The Elite Ti are the same as a hds w/o the ethernet


----------



## Overwatchmike

I run 2 HDS 9's Gen3's at the helm and then have a tablet that i have on a RAM mount with bases at the bow and at the stern.

Sent ya a PM on a great place to order from.


----------



## rockytop

wait till the 15th if you have extra cash.


----------



## rmike425

What happens on the 15th?


----------



## Nate167

Looks like Lowrance is announcing HDS Carbon Series today. It's already on their website. 

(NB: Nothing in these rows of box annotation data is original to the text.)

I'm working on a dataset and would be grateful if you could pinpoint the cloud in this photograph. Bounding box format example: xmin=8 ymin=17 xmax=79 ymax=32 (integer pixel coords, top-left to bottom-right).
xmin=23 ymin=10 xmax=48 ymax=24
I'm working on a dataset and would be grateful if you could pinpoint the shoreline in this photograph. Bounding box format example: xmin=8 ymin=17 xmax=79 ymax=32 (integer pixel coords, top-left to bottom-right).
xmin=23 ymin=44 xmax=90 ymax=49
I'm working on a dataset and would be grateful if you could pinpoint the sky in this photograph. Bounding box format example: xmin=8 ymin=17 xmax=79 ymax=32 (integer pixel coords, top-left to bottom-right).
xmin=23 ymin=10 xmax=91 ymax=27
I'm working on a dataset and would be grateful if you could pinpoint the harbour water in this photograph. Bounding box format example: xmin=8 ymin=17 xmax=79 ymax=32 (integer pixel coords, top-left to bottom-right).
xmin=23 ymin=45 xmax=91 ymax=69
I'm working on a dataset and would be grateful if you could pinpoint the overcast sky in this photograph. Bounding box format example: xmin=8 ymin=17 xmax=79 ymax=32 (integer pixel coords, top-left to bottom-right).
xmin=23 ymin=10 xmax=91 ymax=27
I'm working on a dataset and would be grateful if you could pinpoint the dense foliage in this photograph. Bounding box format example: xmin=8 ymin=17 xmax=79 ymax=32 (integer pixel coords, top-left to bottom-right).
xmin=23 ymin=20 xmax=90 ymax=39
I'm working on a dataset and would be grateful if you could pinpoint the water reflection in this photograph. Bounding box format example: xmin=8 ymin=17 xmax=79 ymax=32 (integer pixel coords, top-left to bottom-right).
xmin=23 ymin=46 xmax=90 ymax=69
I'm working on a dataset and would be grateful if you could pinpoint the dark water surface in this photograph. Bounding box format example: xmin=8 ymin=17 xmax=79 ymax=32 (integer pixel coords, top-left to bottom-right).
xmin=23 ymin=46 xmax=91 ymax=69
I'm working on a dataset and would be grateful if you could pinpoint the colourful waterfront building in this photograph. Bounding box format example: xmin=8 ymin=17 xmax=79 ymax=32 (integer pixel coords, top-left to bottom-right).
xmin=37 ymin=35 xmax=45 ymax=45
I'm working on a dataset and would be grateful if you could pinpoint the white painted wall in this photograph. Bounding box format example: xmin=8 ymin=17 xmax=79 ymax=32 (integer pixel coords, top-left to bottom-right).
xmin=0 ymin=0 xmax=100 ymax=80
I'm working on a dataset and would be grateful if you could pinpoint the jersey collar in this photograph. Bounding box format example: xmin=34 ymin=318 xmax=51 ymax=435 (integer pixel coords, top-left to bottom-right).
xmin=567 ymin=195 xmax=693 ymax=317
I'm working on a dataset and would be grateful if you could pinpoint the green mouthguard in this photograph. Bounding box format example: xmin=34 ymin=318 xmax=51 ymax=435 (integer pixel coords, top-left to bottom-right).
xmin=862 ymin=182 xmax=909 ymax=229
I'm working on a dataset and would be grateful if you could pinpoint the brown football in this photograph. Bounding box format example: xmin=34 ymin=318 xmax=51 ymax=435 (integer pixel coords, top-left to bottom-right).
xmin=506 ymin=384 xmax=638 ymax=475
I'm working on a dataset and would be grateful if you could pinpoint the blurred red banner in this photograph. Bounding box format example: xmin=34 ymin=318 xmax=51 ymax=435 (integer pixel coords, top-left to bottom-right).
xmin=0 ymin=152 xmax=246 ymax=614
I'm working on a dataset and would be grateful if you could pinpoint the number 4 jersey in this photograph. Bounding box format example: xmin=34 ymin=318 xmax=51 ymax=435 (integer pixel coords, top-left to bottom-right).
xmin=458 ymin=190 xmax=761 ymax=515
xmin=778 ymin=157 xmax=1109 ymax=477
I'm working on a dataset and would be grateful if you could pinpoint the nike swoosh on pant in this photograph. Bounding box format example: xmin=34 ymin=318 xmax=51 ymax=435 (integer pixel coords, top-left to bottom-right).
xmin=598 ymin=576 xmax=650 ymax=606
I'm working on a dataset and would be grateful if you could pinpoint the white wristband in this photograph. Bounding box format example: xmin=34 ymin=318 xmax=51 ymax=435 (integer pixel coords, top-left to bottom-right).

http://www.lowrance.com/en-US/Products/HDS-Carbon/


----------



## Nate167

Thanks for all the feedback! Im going to go with 2 9's. So that there is a backup unit. Now just need to decide if i want a hds 3 or carbon. Does anyone have issues looking at their hds 3 with polarized sunglasses on? I see the carbon is supposed to be better for this. Right now my hb is a pita to see when i have sunglasses on


----------



## Overwatchmike

I've never had an issue. If you have a tablet you can use it with the wifi and have a 3rd unit wherever you want in the boat. If you have a large tablet I have a RAM holder I can sell you. Brand new, I bought the wrong size


----------



## rockytop

O
Find the best deal on a gen2 or gen 3 touch.


----------



## Nate167

Does lowrance do larger price breaks closer to new system launch? Thinking about doing a carbon 9 for dual processor with the 3D scan and then a hds3 9 for my second unit.


----------



## Overwatchmike

3 weeks ago I picked up a HDS 9 Gen3 from BBG marine for $1100..... Keep your eyes out for deals


----------



## Nate167

Overwatchmike said:


> 3 weeks ago I picked up a HDS 9 Gen3 from BBG marine for $1100..... Keep your eyes out for deals


Talked to them today he won't be getting any more of those in at that price


----------



## Griff

Tacklewarehouse has the lowrance boat packages the you can get multiple units with the point one and all the transducers and you save big I run a hds12 at the console and a hds9 and helix 9 at the bow all good but glad I went with the 12


----------



## Nate167

Griff said:


> Tacklewarehouse has the lowrance boat packages the you can get multiple units with the point one and all the transducers and you save big I run a hds12 at the console and a hds9 and helix 9 at the bow all good but glad I went with the 12


Going with the boat in box. I like that it comes with everything you need plus I can network to my opti smart craft. Both units will run at the helm.


----------



## Griff

Boat in a box yeah that's the best deal you save big if u wait till April 4th or 5th they have a tax sale and u can save 20percent off your order but they may be out by then since there now coming out with the carbon units


----------



## rockytop

i am hanging on to my hds gen2 8 for as long as i can, just didnt like the resolution on the gen 2 and gen3 9 inch touch units. the carbon changes all that. my hds8 will mark any fish erie has any depth and my hds7 full screen for gps works good. here is a good read about lowrance. https://translate.google.com/translate?hl=en&sl=no&u=http://teamcolibri.blogspot.com/&prev=search


----------



## Nate167

Thanks for everyone's feedback. I ended up buying the hds 9 &12 boat in a box. Tackle direct has a promo code for $350 off this week if anyone else is looking. Excited to get the units and uninstall hb unit and start on lowrance network. Benefit of storing boat in heated garage. Almost went with 2 12's. but that's too much for the helm area. Will be running both on helm with a tablet on stern for a remote screen when trolling.


----------